They seemed to watch a lot of hittable fastballs for strikes from Warren, period, actually. He got 20 called strikes on pitches in the fastball classification (four seamers and sinkers) and it seemed like a whole bunch of those were it the hittin’ zone.
Still, the Rangers had the ability to do some damage and score some runs. They had eight hits — four of the extra base variety — and a pair of walks. They got a gift runner to start the game, with Josh Smith reaching on a strike three that bounced in front of the plate and caromed away from the catcher.
Smith ended up being erased on a strike-em-out-throw-em-out double play where Josh Jung watched a 3-2 fastball down the middle go by him, which more or less summed up how the game went.
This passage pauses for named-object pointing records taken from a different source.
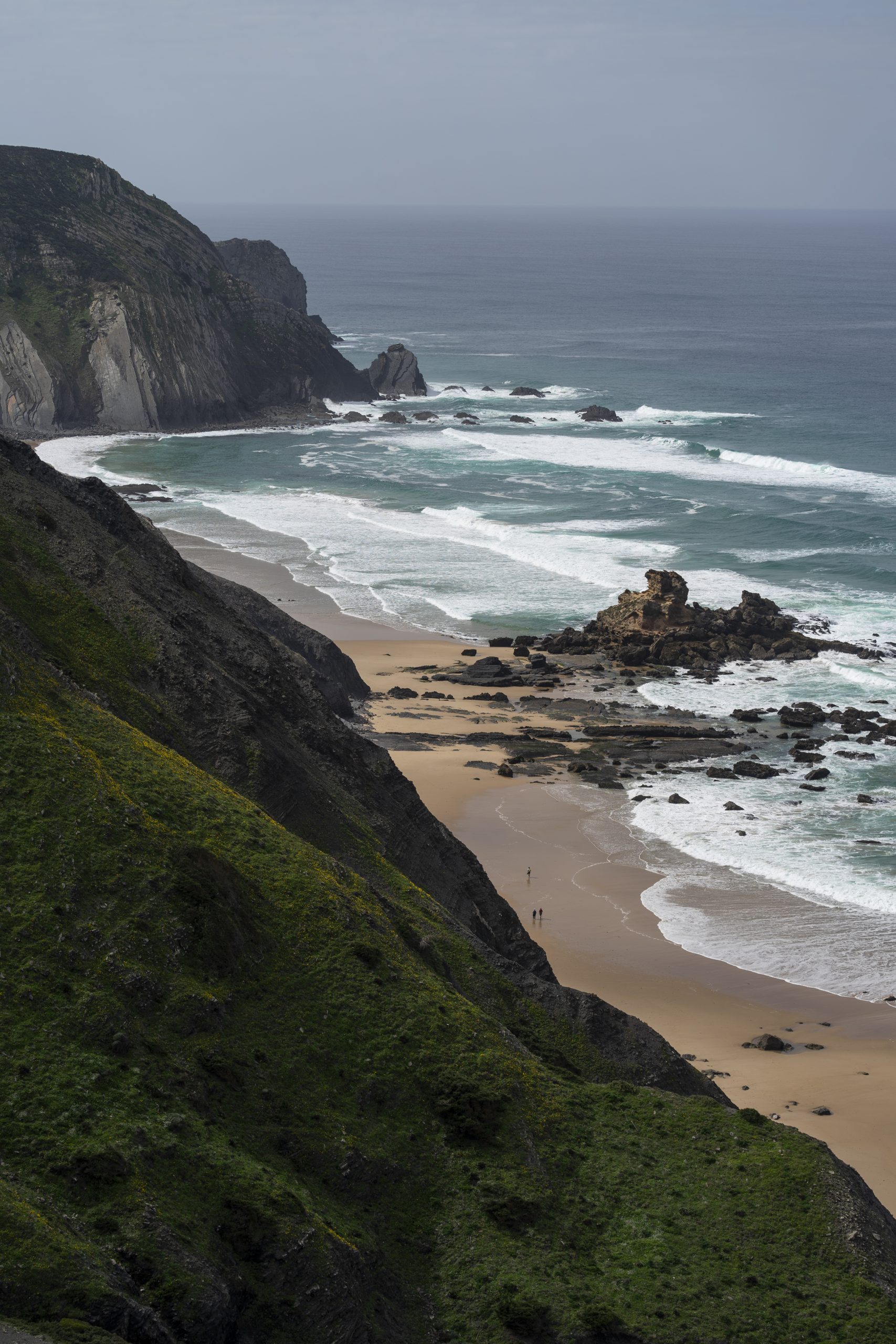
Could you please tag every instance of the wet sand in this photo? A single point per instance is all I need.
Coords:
(596, 930)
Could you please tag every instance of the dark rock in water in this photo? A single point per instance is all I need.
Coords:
(268, 269)
(395, 373)
(767, 1042)
(598, 413)
(801, 716)
(755, 771)
(661, 627)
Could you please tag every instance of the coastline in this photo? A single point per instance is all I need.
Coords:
(596, 930)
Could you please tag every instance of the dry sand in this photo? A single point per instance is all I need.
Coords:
(596, 932)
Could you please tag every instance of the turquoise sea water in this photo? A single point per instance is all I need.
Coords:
(751, 358)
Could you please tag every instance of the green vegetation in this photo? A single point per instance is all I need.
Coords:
(241, 1084)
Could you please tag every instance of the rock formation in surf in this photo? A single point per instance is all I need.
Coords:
(117, 313)
(598, 413)
(395, 373)
(661, 627)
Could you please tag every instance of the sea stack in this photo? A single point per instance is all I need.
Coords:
(395, 373)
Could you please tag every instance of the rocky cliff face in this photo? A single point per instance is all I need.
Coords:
(661, 627)
(117, 313)
(395, 373)
(248, 692)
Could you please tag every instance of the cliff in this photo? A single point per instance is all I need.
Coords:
(117, 313)
(279, 1062)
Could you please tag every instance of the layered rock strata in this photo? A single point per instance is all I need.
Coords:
(395, 373)
(117, 313)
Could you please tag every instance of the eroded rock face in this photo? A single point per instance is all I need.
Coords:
(27, 400)
(395, 373)
(154, 330)
(660, 627)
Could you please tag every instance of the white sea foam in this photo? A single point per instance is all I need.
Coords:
(653, 416)
(668, 456)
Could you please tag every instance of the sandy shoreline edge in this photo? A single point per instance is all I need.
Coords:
(596, 930)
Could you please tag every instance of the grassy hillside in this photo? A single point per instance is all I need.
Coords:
(239, 1079)
(249, 1095)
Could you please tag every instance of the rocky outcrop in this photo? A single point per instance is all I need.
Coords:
(660, 627)
(598, 413)
(268, 269)
(117, 313)
(395, 373)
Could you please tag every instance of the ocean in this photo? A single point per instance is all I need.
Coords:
(751, 358)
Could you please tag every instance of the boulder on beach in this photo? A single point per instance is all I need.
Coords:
(660, 627)
(598, 413)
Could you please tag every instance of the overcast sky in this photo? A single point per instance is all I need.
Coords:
(468, 102)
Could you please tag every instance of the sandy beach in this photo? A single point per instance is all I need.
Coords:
(596, 930)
Jung had two hits in the game, but neither of them came in that first inning when a single would have put runners on first and third with one out.
Adolis Garcia had a hit, with one out and two on in the sixth, but it was a popup down the right field line that was in that no man’s land where you think maybe it will be caught, and so the runners have to stay close and could only advance one base. Marcus Semien had a hit in the game, but it didn’t come in that inning, when he struck out looking on a 2-2 pitch (though I will note he got completed hosed on a pitch out of the strike zone that was called a strike earlier in the at bat). Joc Pederson was after Semien, and he had a walk in the game, but not in the sixth, when he struck out swinging to end the inning with the bases loaded.
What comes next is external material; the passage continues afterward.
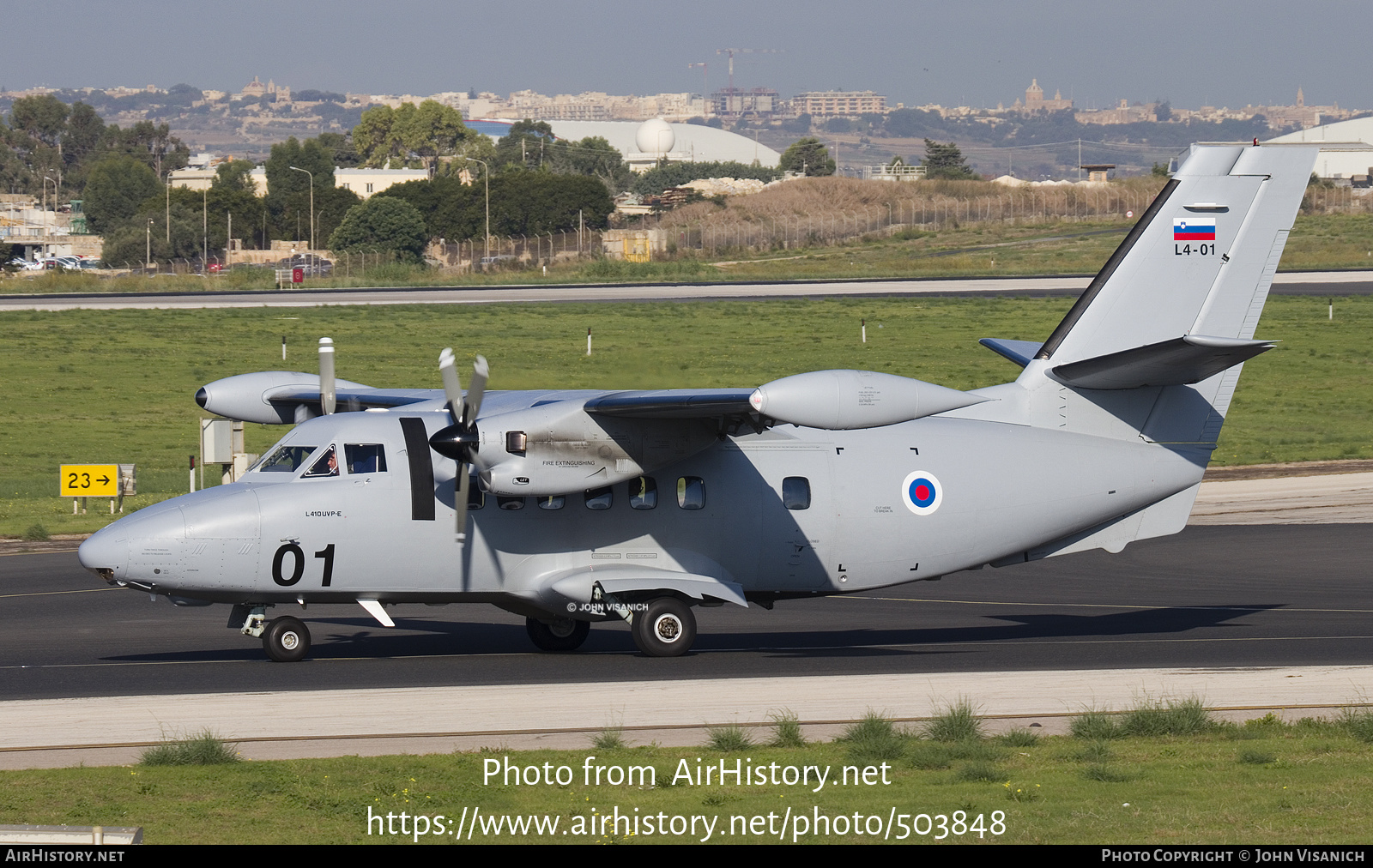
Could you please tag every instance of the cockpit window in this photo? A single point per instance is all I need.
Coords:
(326, 466)
(364, 458)
(286, 459)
Garcia struck out on his final three at bats, including a swinging strike three on a sweeper from Warren that looked like it was headed to the dugout. I mean, it was one of the farthest out of the strike zone pitches you’ll see someone swing at.
The Rangers were 1 for 7 with runners in scoring position. The one hit was that Garcia pop up single.
Hitting with runners in scoring position isn’t a particular skill, and these things balance out over time. But it would be nice if there were a big balancing 6 for 9 with RISP or something like that on Wednesday.
Patrick Corbin hit 93.4 mph with his sinker, averaging 91.6 mph. Jacob Webb topped out at 94.5 mph with his fastball. Caleb Boushley reached 92.5 mph with his sinker.
Josh Jung had a 106.7 mph single. Wyatt Langford had a 106.2 mph double. Jake Burger had a 103.1 mph flyout.
Five more to go on this road trip. I’d really like the Rangers to win three.